A velha continuou a governar a sua casa, quando sentiu um grito; veio ver o que era. Era a menina que tinha caído desmaiada, sem sentidos. Deu-lhe a cheirar alecrim, alfazema, mas ela não voltava a si. Apoquentada com aquela desgraça, escondeu a menina, e logo que anoiteceu foi deitá-la na tapada real; pôs-lhe uma almofada para recostar a cabeça e cobriu-a com uma manta, fingindo que estava ali a dormir. Passado outro dia foi lá ver se a menina teria dado acordo de si. Nada. Calou-se muito calada e voltou para sua casa.

O príncipe costumava sempre andar à caça, e num dia recolheu-se àquela tapada, porque lhe anoiteceu depressa; mas foi grande o seu espanto quando descobriu ali uma menina muito formosa, a dormir, sozinha.
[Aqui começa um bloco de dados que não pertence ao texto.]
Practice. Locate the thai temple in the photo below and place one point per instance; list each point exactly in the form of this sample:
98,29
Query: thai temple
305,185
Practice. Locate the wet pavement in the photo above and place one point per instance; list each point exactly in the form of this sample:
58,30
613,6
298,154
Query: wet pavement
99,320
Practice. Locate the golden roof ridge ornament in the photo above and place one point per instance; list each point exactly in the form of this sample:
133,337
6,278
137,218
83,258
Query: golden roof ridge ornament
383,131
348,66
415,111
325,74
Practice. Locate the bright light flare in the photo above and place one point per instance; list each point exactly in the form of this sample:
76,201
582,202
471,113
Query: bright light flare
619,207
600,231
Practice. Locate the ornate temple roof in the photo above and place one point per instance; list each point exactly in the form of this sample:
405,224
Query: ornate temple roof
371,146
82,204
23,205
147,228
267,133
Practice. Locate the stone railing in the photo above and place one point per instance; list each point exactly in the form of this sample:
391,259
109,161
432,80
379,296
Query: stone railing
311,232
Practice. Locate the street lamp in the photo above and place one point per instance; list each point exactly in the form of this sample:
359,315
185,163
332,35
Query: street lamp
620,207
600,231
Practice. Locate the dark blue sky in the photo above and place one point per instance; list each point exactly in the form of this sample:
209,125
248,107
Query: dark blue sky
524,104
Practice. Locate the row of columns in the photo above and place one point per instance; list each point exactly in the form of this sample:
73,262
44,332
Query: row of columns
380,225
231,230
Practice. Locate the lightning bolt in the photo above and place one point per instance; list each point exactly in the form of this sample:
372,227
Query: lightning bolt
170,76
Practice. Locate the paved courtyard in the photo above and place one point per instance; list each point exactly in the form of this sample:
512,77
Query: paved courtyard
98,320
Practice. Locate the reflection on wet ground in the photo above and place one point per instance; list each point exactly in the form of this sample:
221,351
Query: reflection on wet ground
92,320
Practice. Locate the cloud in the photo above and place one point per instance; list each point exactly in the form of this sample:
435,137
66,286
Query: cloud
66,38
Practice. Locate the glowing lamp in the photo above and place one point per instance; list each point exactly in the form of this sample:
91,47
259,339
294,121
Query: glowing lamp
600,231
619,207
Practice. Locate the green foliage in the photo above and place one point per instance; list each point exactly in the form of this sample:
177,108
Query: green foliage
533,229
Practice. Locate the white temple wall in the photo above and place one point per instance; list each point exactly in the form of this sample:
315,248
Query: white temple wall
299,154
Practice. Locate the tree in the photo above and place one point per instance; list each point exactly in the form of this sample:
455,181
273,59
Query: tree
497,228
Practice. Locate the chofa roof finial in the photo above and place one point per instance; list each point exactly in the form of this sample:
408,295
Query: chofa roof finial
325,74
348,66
Esteve primeiro a olhar para ela muito tempo; já se sentia apaixonado, e quis acordá-la; ela estava corada e risonha, mas não se movia. O príncipe quis acordá-la porque bem conhecia que não estava morta, queria-lhe falar. Foi tudo impossível. Ali ficou junto dela, e todas as vezes que podia, fingia que ia para a caça, mas não fazia senão vir sentar-se para o pé da menina que ele já amava com loucura. Só o criado que o acompanhava é que sabia do segredo. O príncipe vinha à corte de fugida só quando era preciso, e tornava para a tapada, onde guardava a menina adormecida, que ainda assim veio a ter três filhos.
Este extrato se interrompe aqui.